Three types: ammonia, urea and uric acid.
a) Ammonia:
- V. soluble, highly toxic so needs to be diluted so need access to lots of
water.
- Excreted by aquatic species.
- Ammonia passes through membranes easily and diffuses to
surrounding water readily.
- In invertebrates occurs over whole body surface.
- Fishes lose as NH4+ across gills.
- In freshwater fish gills take up Na+ in exchange for NH4+. Helps
maintain higher Na+ concentration in body fluids than surrounding
water.
b) Urea:
- Ammonia too toxic for land animals as transport an issue!
- Excrete urea (made in liver as byproduct of metabolism of proteins
and nucleic acids by combining ammonia with CO2).
- Carried by circulatory system to excretory organs – kidneys.
- Low toxicity (100,000x less than ammonia!) so can transport and store
safely at high concentrations.
- Less water required.
- Disadvantage is that energy is required to make urea from ammonia.

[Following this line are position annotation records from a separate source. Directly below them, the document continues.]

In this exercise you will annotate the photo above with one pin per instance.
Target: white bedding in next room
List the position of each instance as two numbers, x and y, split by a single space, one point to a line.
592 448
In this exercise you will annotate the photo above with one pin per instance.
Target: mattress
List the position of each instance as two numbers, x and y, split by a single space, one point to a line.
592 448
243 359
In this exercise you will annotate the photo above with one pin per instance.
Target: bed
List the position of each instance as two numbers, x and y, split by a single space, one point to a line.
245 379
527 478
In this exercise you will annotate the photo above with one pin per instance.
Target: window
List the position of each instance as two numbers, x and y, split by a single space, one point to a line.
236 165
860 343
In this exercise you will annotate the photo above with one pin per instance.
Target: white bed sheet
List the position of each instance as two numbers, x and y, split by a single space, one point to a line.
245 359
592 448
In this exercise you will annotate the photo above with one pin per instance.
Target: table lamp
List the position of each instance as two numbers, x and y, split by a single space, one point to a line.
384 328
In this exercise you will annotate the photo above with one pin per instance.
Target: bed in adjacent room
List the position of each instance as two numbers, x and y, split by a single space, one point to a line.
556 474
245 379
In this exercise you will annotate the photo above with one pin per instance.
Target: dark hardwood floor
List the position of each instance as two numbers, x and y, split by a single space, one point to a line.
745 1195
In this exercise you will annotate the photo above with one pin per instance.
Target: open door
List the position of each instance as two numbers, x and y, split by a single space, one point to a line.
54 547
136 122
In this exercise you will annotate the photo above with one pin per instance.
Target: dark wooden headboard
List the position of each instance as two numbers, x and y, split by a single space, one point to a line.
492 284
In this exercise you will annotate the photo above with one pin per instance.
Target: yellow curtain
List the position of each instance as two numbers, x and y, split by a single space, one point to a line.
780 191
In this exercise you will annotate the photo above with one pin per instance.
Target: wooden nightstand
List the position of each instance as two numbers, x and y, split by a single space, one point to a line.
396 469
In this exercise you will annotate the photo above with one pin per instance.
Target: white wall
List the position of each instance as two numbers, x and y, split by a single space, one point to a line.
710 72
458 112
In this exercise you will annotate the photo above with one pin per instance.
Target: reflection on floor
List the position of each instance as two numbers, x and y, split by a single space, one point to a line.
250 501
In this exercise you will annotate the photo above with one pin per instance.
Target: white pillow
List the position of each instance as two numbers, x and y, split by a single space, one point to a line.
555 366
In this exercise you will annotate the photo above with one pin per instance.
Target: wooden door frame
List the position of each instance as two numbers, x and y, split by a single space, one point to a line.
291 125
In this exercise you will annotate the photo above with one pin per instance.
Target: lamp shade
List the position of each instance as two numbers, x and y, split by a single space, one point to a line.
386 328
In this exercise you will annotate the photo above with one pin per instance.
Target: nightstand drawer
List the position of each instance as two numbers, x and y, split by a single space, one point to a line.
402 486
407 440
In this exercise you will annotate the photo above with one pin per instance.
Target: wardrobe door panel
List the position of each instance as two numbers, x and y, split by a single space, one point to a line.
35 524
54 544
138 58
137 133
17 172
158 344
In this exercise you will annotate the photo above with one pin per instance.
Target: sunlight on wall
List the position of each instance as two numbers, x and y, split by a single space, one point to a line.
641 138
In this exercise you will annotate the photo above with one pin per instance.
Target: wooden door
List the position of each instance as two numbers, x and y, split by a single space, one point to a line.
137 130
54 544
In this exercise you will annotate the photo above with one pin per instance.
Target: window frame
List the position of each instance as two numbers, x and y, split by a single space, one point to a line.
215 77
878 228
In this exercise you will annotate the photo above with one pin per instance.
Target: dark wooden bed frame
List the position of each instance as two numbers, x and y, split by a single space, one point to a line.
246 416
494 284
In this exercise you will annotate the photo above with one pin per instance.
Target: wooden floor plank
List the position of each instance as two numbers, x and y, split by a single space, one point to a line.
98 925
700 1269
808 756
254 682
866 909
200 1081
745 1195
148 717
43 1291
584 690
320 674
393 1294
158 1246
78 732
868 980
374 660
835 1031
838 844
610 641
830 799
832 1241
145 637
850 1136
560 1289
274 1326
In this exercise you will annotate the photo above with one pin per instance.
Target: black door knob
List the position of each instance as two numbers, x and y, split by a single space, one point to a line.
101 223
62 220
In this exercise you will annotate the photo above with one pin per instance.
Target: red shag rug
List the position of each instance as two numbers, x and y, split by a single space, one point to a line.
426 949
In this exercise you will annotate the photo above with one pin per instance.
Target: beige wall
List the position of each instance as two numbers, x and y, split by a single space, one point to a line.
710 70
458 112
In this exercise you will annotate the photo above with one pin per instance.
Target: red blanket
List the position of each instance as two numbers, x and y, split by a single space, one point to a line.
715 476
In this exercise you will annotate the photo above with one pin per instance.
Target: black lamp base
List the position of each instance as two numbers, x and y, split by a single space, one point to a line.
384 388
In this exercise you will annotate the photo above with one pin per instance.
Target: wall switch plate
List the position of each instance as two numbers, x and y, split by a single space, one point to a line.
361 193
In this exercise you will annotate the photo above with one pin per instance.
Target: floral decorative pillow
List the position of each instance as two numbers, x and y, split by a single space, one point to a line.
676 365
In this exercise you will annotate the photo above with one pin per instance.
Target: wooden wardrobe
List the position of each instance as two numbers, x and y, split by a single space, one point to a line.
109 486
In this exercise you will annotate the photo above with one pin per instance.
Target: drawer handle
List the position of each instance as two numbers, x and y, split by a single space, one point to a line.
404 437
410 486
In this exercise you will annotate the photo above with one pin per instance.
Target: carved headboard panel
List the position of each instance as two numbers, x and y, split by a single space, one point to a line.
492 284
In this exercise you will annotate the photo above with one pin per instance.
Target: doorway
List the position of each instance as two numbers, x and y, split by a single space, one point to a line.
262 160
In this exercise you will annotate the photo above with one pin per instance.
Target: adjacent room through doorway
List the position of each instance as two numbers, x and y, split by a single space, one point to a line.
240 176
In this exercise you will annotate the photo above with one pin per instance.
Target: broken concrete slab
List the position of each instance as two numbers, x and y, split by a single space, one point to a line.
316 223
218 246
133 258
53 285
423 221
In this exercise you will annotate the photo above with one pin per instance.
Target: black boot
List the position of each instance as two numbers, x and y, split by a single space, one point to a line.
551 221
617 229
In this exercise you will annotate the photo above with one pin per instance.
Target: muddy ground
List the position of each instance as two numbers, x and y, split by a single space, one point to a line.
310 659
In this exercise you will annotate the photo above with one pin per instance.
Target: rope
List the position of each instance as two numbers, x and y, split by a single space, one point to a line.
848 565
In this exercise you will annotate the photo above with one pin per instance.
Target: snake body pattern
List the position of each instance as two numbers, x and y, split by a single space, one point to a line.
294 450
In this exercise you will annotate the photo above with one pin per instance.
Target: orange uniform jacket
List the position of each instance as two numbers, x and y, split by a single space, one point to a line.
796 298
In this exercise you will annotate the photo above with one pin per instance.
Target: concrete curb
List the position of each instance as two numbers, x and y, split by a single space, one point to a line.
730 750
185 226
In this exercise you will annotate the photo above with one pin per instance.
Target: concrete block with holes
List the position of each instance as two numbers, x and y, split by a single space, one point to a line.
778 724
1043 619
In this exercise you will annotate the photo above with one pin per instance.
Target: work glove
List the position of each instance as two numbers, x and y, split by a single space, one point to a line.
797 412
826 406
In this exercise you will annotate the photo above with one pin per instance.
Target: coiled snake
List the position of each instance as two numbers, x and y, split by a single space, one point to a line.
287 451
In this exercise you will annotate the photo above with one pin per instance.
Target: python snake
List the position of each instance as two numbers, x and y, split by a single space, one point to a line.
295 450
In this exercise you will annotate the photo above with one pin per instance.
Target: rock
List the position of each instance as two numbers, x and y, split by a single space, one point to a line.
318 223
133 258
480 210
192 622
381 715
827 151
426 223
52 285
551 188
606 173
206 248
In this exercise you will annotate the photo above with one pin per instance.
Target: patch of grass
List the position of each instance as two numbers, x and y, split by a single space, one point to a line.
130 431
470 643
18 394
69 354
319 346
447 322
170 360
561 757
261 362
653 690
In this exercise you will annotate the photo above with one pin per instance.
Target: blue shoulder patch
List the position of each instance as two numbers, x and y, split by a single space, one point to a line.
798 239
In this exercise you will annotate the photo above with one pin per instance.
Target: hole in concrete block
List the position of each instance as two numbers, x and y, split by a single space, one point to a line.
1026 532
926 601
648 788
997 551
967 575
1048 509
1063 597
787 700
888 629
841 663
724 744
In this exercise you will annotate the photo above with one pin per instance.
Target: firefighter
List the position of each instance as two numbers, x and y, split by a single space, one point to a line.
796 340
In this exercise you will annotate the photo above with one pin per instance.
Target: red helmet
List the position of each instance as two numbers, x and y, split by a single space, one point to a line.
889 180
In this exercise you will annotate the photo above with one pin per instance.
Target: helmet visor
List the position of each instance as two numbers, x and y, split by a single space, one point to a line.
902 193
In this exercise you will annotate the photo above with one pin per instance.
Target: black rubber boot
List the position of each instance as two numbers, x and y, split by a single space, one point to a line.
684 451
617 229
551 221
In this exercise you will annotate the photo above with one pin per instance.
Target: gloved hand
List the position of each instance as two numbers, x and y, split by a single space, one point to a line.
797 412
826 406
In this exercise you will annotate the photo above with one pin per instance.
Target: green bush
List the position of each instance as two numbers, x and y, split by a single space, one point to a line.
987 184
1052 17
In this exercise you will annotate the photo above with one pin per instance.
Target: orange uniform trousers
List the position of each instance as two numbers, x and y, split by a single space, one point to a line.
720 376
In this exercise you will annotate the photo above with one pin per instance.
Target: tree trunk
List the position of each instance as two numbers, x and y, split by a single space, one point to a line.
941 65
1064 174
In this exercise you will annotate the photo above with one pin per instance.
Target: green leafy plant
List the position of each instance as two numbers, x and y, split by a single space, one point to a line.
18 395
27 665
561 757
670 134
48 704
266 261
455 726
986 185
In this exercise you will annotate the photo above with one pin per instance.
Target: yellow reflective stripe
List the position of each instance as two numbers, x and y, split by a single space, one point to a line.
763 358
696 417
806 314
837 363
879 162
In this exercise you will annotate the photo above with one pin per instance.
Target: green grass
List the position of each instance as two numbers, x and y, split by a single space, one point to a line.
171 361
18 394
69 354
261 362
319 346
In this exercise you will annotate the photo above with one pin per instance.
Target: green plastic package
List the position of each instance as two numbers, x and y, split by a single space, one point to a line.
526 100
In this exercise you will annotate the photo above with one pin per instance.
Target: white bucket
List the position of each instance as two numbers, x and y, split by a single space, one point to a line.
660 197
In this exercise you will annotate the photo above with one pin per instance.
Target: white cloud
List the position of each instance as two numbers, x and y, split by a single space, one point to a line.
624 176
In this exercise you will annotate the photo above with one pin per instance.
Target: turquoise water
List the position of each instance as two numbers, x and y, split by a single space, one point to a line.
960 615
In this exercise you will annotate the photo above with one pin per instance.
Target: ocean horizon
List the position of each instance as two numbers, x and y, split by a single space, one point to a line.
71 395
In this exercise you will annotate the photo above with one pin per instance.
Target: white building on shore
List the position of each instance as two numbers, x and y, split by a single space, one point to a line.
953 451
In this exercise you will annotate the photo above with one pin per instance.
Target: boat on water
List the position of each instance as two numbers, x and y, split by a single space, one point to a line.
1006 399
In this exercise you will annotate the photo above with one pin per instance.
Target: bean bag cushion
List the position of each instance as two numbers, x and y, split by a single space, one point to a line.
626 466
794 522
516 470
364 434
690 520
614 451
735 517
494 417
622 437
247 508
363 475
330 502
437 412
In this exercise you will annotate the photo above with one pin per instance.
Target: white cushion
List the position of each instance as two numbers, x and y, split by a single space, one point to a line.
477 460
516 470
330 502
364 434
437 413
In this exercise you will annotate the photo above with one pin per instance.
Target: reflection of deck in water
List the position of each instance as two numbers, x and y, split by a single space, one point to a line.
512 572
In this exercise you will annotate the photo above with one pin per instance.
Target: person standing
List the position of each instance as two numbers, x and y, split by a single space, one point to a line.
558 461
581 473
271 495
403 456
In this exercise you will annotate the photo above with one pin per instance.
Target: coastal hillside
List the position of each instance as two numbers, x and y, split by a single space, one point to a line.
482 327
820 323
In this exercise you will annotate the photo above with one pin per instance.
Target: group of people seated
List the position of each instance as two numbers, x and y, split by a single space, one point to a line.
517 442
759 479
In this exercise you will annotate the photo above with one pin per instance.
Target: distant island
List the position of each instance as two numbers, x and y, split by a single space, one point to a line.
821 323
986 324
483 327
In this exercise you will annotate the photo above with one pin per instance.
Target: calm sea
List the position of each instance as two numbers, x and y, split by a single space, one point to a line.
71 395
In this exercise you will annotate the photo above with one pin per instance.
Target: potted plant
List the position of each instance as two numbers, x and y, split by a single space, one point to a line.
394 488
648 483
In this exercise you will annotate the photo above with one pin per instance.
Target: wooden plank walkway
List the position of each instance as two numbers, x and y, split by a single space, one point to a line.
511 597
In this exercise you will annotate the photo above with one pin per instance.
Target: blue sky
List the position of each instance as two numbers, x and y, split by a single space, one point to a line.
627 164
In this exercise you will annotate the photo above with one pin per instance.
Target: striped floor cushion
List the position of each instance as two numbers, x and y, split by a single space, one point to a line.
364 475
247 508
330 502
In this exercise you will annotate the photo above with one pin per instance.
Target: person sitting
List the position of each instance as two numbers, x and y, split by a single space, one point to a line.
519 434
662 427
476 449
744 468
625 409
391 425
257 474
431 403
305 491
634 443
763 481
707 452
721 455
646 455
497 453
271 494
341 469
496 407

- Animals that go between water and land switch between the two waste
products. Ex. Tadpoles excrete ammonia and when they are frogs they
excrete urea.
c) Uric acid:
d) - Unlike ammonia and urea is insoluble in water.
- Relatively non-toxic, excreted as a semi-solid paste, so very little
water required.
- More ATP required than to make urea.
- Many reptiles, birds insects and land snails excrete uric acid.
Excretion: Fig. 44.9.
-All produce urine.
- First body fluid is collected ( blood, coelomic fluid, hemolymph).
- Initial fluid is filtered through a selectively permeable membranes made up
of single layers of transport epithelium. These retain cells, proteins, large
molecules in body fluid.
Hydrostatic pressure (BP) forces water and small molecules (salts, sugars,
amino acids and nitrogenous wastes) into excretory system = filtrate.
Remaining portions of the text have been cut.